Just as marketing is increasingly moving toward customization of relationships, interactions, transactions, and customer experiences in general with customers, so Precision HM would strive for a similar degree and kind of individualized approaches to managing individuals’ and populations’ health. This would include, for example, choices to consciously avoid “acquiring” some consumers, and even “firing” some already acquired, when their predicted or actual value is less than their predicted or actual costs.
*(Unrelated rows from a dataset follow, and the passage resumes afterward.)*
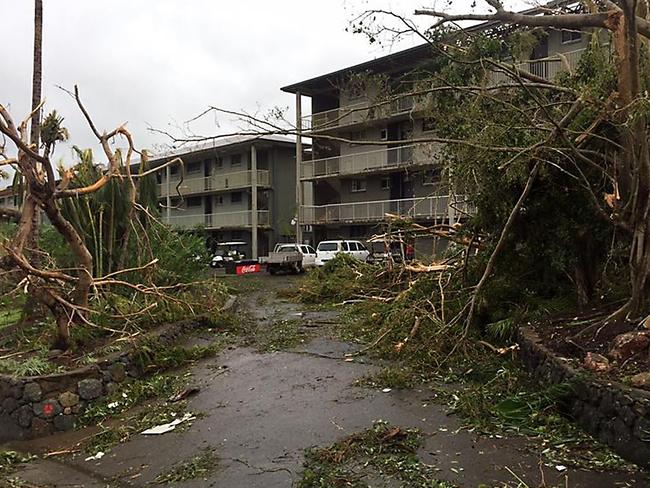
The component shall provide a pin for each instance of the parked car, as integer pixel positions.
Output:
(290, 257)
(326, 250)
(227, 251)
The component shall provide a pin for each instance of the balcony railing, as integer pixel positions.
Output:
(433, 207)
(547, 68)
(357, 113)
(369, 161)
(218, 182)
(223, 220)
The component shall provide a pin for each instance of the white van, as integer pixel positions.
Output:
(326, 250)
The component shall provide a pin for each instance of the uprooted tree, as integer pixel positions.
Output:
(65, 292)
(580, 138)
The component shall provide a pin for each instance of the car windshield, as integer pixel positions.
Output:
(328, 246)
(287, 249)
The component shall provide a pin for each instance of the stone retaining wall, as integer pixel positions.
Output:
(616, 414)
(40, 405)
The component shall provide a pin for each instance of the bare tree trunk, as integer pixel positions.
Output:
(30, 309)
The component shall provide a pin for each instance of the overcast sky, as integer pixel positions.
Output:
(161, 62)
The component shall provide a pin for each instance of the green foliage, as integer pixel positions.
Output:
(10, 460)
(383, 450)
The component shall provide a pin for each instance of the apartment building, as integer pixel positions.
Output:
(239, 188)
(355, 185)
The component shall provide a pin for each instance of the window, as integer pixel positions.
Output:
(570, 36)
(358, 185)
(194, 167)
(431, 176)
(328, 246)
(428, 124)
(356, 136)
(194, 202)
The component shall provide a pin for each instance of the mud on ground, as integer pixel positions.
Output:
(287, 386)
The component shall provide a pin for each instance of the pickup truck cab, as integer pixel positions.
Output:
(326, 250)
(293, 258)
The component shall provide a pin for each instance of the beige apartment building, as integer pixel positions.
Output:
(239, 188)
(355, 185)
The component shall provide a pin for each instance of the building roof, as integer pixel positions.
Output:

It would include precision choices of communications channels, frequency, and content, involving whatever mix of channels and messages is predicted to be most cost-effective. It could easily involve the use of the same kinds of software (e.g. SSP and SAS) and contact center strategies currently used in marketing applications designed to improve customer lifetime value (CLV). It would alter this common set of initials to “PLV” for participant lifetime value, but would otherwise involve similar content and analytic as well as communications technologies.
As with its marketing applications, users of precision HM could choose to adopt internal, on-demand, or outsourced analytic, process, and communications, in whatever mix over time proves most cost-effective. And as with precision marketing, this approach to PHM would strive for, and should achieve similarly higher levels of ROI for its adopters. The use of predictive metrics in rules-based application to individuals or segments, where appropriate, should ensure that the value proposition offered and delivered to each individual will optimize the value that both participants and PHM sponsors gain, in both the short and long run.
It is unfortunate that so far, the healthcare industry has been significantly behind the curve in terms of taking advantage of emerging and constantly innovating computer analytics and communications technologies. Precision HM represents a challenge to all who are or might consider being involved in PHM to ride the “breaking wave” of such innovations in pursuit of the most mutually valuable results possible for all stakeholders concerned.